Given \vec{Y} \sim Normal(\alpha, \sigma), we can reparameterize using \vec{Z} = \vec{Y} - \alpha - \mu_R, where \mu_R is the sample mean of \vec{Y} - \alpha and therefore \sum{\vec{Z}} = 0.

We know that \mu_R \sim Normal(0, \frac{\sigma}{\sqrt{N}}), and from this we can obtain the marginal distributions for the elements of \vec{Z}, which are Normal(0, \sigma_Z) where \sigma_Z = \sigma\sqrt{1 - \frac{1}{N}}. A generative model for \vec{Z} will involve a multivariate normal over the first N-1 elements, which together uniquely define the final element. To get the margin for the final element right, we need negative correlations, and exchangeability implies that all correlations must be equal to one another. Since we need the variance of the (negative) sum to be \sigma_Z^2, the negative sum of all (N-1)^2 - (N-1) off-diagonal covariances must be (N-2)\sigma_Z^2. Thus, the covariances should all be -\sigma_Z^2\frac{(N-2)}{(N-1)^2 - (N-1)}.

However, this reparameterization in terms of \vec{Z}, \mu_R, \alpha, and \sigma is not yet useful, because although we’ve orthogonalized \vec{Z} and \alpha, we have a brutal posterior correlation between \mu_R and \alpha. To deal with this, we need to reparameterize in terms of \gamma = \mu_R + \alpha. This is straightforward, as long as we can derive the prior that we want over \gamma. For example, if the prior for \alpha is normally distributed \alpha \sim Normal(0, s) then we would have \gamma \sim Normal(0, \sqrt{s^2 + \frac{\sigma^2}{N}}).

From this parameterization in terms of \vec{Z}, \gamma, and \sigma, we can readily recover \vec{Y} = \gamma + \vec{Z}. Somewhat more tricky is re-deriving \alpha, due to the influence of the prior. We want to take advantage of the fact that we know the posterior margin for \mu_R to be Normal(0, \frac{\sigma}{\sqrt{N}}), but when the prior on \alpha is informative we know that large values of \gamma will arise primarily when we have large values of \mu_R. Thus, we can’t just simulate \mu_R from its margin in generated quantities and subtract.
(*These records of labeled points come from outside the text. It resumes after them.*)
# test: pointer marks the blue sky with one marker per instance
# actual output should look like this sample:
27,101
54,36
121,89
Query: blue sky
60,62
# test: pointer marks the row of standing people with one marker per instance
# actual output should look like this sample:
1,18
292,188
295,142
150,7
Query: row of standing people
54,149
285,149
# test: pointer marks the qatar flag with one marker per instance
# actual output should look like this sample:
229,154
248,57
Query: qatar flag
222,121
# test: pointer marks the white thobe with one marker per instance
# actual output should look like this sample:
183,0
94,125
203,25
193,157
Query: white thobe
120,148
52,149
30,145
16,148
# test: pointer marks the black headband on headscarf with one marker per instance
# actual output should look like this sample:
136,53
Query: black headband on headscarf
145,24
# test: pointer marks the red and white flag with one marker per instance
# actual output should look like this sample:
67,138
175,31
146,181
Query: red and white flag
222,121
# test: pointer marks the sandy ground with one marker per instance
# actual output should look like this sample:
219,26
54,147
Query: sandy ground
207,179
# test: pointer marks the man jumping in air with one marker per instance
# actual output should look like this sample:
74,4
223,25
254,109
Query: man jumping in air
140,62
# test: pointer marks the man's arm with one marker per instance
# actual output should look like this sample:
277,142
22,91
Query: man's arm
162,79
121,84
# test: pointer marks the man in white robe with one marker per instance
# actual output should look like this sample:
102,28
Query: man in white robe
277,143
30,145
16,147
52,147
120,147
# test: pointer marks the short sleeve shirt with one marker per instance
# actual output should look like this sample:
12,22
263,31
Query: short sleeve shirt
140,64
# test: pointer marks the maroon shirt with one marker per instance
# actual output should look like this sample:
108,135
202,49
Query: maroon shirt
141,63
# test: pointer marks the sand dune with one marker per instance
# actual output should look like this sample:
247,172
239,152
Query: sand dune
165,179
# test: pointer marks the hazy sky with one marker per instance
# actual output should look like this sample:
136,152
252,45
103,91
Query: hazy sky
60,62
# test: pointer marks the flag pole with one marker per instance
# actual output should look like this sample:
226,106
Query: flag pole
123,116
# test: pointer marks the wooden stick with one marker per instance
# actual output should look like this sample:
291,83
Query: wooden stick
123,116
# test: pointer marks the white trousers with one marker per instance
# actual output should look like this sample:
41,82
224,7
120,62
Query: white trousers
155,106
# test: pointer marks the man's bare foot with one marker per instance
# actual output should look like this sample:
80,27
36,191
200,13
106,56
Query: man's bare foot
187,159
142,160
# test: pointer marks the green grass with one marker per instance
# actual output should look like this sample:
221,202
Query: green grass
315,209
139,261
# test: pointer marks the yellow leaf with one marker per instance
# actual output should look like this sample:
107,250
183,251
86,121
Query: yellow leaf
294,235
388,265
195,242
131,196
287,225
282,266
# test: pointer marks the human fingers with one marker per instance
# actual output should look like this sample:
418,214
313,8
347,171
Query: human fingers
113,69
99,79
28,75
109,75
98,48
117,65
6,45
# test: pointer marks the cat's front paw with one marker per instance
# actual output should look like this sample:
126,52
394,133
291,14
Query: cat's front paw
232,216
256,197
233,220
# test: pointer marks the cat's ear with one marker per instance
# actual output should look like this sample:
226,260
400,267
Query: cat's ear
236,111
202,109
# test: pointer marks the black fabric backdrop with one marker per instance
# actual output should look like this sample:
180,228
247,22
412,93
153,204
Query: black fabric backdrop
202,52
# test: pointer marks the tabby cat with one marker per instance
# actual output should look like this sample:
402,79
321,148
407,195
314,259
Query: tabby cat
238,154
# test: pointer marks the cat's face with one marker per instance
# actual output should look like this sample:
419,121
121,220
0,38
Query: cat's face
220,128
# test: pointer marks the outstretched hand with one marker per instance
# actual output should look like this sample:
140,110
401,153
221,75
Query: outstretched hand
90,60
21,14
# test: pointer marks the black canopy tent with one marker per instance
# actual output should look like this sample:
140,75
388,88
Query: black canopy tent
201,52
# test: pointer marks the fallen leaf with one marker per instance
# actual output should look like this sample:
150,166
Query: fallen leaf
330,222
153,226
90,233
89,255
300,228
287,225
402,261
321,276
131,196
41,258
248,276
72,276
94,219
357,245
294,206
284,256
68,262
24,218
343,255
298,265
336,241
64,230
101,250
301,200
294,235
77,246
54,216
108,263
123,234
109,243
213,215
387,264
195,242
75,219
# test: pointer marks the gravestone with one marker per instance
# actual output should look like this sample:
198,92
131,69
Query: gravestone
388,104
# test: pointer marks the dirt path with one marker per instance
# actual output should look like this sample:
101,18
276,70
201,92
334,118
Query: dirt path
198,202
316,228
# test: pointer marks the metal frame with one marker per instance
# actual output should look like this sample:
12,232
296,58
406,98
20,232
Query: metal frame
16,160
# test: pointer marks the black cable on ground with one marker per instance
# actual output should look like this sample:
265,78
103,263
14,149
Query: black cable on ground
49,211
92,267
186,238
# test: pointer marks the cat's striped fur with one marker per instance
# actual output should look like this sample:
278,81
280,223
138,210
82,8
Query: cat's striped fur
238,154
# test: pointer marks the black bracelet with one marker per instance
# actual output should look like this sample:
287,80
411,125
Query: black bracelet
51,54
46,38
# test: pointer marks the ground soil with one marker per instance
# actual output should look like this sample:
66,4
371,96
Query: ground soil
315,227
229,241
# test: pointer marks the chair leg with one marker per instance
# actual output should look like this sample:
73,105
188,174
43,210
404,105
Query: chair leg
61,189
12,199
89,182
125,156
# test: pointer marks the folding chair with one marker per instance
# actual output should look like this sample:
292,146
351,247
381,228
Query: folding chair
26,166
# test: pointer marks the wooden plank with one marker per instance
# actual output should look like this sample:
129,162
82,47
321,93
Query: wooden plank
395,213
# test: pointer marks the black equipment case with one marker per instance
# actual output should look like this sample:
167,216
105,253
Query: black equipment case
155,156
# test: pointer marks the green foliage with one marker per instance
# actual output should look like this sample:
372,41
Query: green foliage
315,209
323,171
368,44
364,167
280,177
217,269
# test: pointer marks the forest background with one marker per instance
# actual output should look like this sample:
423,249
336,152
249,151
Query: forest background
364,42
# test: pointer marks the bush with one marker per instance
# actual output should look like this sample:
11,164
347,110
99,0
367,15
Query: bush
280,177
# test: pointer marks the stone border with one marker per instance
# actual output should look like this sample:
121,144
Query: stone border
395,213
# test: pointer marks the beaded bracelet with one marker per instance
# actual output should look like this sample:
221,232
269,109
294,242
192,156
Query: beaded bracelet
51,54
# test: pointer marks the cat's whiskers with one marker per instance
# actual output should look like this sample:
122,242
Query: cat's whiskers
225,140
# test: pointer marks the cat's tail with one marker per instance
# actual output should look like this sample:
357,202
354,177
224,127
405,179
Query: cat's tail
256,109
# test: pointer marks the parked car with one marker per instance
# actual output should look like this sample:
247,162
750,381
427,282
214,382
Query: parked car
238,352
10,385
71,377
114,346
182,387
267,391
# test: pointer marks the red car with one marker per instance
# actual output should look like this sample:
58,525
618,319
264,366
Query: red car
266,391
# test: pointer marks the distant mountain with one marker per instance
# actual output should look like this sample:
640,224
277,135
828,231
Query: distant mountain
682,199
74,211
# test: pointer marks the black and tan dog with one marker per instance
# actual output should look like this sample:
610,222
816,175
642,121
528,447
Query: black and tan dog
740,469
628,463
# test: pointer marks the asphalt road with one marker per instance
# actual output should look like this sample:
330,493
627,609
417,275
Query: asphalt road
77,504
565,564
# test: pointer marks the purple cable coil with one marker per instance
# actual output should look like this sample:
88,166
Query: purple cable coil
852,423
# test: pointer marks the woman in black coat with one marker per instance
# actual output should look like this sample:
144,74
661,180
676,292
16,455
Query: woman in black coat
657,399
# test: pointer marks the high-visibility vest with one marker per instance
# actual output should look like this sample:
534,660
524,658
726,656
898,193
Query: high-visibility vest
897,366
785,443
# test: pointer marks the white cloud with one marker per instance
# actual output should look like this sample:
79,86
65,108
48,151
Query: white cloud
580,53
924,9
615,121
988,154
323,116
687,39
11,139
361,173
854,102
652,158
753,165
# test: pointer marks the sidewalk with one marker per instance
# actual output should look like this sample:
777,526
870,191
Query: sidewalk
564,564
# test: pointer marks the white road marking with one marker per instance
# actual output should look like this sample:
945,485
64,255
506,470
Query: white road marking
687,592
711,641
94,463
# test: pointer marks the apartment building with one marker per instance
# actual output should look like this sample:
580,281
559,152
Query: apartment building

Instead, we need to simulate \mu_R from a density whose margin is Normal(0, \frac{\sigma}{\sqrt{N}}) but that also corrects for the fact that [\alpha = \gamma - \mu_R] \sim P_{{prior}_\alpha}. This feels like it should be achievable, but I’m not quite seeing the solution right now.

However, since I’ve already assumed that the prior on \alpha is Normal in order to derive the prior on \gamma, I think that a potentially simpler alternative is to exploit conjugacy to solve the posterior for \alpha conditional on P_{{prior}_\alpha}, \vec{Y} ,and \sigma. I won’t write that result out here, but with this solution in hand we can sample from it in generated quantities. I’m pretty sure (but not 100% positive) that this will give correct inference on \alpha.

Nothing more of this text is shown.